Davalı idare vekili Bölge Adliye Mahkemesi kararına karşı 22.09.2023 tarihli dilekçesi ile “bedeline hükmedilen taşınmazın ...,... Mahallesi 4865 ada 4/A parsel olarak tapuda davacılar adına kayıtlı olduğunun tespit edildiğini, bu nedenle bedeline hükmedilen davacılar payı yönünden idare adına tescil ve terkin hususunda bir karar verilmesi gerektiğini” belirtilerek hükmün tavzihen düzeltilmesini talep etmiş, Bölge Adliye Mahkemesine 16.11.2023 tarihli ek karar ile talebin reddine karar verilmiştir.

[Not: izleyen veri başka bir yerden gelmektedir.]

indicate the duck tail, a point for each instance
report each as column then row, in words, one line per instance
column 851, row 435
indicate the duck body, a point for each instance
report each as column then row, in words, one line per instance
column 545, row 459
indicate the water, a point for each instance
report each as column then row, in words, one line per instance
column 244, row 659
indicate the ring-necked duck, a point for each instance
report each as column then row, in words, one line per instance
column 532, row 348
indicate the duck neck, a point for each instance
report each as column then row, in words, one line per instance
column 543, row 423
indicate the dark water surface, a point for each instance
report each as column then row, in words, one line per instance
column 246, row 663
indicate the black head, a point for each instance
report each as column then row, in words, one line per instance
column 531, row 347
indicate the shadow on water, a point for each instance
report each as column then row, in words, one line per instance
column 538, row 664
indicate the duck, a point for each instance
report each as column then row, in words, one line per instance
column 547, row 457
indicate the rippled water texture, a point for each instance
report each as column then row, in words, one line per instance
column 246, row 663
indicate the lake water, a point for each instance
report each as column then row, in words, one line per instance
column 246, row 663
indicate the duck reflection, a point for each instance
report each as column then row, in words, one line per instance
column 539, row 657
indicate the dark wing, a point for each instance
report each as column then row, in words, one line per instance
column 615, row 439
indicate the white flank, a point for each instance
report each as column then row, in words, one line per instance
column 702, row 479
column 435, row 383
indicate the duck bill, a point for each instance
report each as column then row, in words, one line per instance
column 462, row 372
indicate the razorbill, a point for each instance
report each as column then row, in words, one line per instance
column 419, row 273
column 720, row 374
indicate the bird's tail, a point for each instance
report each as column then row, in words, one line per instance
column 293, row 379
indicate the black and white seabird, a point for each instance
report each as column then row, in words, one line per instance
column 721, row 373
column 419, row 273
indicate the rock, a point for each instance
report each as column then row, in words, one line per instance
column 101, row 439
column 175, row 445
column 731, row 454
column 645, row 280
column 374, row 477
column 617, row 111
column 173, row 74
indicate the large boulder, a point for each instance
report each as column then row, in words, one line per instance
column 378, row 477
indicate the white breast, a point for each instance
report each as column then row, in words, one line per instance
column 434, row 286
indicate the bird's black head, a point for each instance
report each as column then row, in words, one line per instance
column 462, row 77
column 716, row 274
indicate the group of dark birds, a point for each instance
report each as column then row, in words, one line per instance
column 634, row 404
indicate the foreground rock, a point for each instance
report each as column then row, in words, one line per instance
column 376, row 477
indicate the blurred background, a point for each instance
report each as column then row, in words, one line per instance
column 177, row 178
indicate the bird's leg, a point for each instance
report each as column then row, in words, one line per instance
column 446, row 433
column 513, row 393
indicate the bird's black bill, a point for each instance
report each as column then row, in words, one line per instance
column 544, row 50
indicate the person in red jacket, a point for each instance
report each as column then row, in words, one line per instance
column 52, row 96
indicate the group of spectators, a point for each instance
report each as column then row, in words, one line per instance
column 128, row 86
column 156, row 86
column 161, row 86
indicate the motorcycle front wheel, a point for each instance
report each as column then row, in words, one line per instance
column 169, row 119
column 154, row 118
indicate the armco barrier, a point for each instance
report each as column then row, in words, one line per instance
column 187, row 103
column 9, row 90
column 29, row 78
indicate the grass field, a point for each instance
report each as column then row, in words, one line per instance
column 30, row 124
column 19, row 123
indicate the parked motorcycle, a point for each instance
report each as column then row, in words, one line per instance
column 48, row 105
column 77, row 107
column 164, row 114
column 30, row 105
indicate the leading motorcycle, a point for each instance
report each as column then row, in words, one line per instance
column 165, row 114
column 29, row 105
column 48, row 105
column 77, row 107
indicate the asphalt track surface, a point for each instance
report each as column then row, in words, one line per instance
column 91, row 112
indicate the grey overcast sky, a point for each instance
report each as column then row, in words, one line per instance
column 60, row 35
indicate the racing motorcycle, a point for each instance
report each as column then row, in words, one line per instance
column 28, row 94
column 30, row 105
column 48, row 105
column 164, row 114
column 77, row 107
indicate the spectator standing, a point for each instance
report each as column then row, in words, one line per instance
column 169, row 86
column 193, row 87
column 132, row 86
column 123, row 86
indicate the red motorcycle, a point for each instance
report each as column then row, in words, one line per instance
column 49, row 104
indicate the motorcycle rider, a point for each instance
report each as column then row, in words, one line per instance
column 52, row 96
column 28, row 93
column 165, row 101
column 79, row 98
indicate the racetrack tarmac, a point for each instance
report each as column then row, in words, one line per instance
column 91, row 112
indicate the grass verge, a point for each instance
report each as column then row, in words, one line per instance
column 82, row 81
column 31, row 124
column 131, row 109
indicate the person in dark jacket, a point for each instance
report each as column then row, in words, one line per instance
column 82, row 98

Ek karar davalı idare vekili tarafından temyiz edilmekle; kesinlik, süre, temyiz şartı ve diğer usul eksiklikleri yönünden yapılan ön inceleme sonucunda, temyiz dilekçesinin kabulüne karar verildikten ve Tetkik Hâkimi tarafından hazırlanan rapor dinlendikten sonra dosyadaki belgeler incelenip gereği düşünüldü:
6100 sayılı Hukuk Muhakemeleri Kanunu'nun (6100 sayılı Kanun) 305 inci maddesinde; "Hüküm yeterince açık değilse veya icrasında tereddüt uyandırıyor yahut birbirine aykırı fıkralar içeriyorsa, icrası tamamlanıncaya kadar taraflardan her biri hükmün açıklanmasını veya tereddüt ya da aykırılığın giderilmesini isteyebilir. Hüküm fıkrasında taraflara tanınan haklar ve yüklenen borçlar, tavzih yolu ile sınırlandırılamaz, genişletilemez ve değiştirilemez." hükmü yer almaktadır. Aynı Kanun'un 305/A maddesinde ise "Taraflardan her biri, nihaî kararın tebliğinden itibaren bir ay içinde, yargılamada ileri sürülmesine veya kendiliğinden hükme geçirilmesi gerekli olmasına rağmen hakkında tamamen veya kısmen karar verilmeyen hususlarda, ek karar verilmesini isteyebilir. Bu karara karşı kanun yoluna başvurulabilir." düzenlenmesi bulunmaktadır.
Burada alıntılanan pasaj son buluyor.